The BBC is acting as a hothouse for broadcasting potential; it has become a sort of finishing school for good ideas. But, by shrinking its own content teams and farming out the job of development and production to small production houses like Love, the BBC has lost control of its own destiny. When it backs a runner, it is predestined to lose it (rumours suggest the BBC’s bid was £10m short of keeping Bake Off as its own).

The BBC has been struggling to survive and excel on its income for some time. I would, it must be said, be happy to pay a higher television licence in order to preserve the quality and breadth of the BBC, but polling reminds me that I am in the minority – only 41 per cent of Britons support the licence fee system in the first place, and an equal number oppose it altogether. There is no appetite among the public to stump up more, so the corporation has been getting around the problem by cutting. And this – the painful loss of the best British TV success in recent years to a commercial rival – is what death by a thousand cuts looks like. Cut a little bit everywhere, and everything (and everyone) suffers.

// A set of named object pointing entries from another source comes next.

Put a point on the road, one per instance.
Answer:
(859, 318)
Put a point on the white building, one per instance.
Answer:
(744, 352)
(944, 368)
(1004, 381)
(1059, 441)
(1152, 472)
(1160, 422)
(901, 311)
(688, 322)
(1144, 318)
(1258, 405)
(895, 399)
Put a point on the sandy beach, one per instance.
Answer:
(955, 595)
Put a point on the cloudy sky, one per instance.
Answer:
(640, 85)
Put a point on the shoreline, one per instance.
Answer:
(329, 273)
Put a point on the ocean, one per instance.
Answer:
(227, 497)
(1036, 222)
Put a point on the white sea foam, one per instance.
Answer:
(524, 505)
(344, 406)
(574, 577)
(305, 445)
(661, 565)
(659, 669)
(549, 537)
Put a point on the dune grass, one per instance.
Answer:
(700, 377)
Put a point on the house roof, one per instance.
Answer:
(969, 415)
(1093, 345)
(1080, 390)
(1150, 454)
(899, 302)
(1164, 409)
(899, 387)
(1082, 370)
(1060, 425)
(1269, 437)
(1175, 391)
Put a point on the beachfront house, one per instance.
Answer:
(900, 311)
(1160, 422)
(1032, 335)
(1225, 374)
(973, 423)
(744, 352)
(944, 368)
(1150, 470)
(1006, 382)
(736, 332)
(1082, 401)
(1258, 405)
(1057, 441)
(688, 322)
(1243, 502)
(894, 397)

This may also prove a watershed moment for how the BBC manages its relatively meagre finances. “The BBC's resources are not infinite,” said a spokesperson. They are not – but they could be better spent. As a regular consumer of some of the more niche BBC offerings – BBC 6 Music is a daily soundtrack in my household, and there are rich pickings to be found in the documentaries archive hidden down the back of the iPlayer – I’ve previously proved aggressively resistant to the argument that sweeping changes must be made to the Beeb’s output; to what it does, where and how. Now I’m willing to concede I may have been wrong.

Does my beloved 6 Music need to broadcast through the night? I’m not so sure. I certainly don’t need to read lifestyle features on the BBC’s website; there are many free alternatives that offer the same service.The furore over the closure of the online recipe hub proves that every part of the BBC’s diverse output will have its vocal supporter base. But put it in these terms: if it means that the BBC can no longer afford its most popular show – with an audience of 15 million, a cross section of the British public – maybe these niche areas are simply not worth it?

There is one glimmer of hope for Bake Off fans reluctant to switch channels. In the state it’s in, what the BBC needs is advocates among its stars – and in comedy duo Mel and Sue it may have found them. The BBC just confirmed that the pair will step down as co-hosts of the show when it moves to Channel 4. One expects that a wedge of extra cash per episode would have been coming their way had they stayed, so it is admirable that the two appear to have stood up for the show’s founding ideals as a non-commercial, advertising-free format.

Good for them, but the show is still lost – not just to the BBC but, with the loss of its core talent, to the nation, too.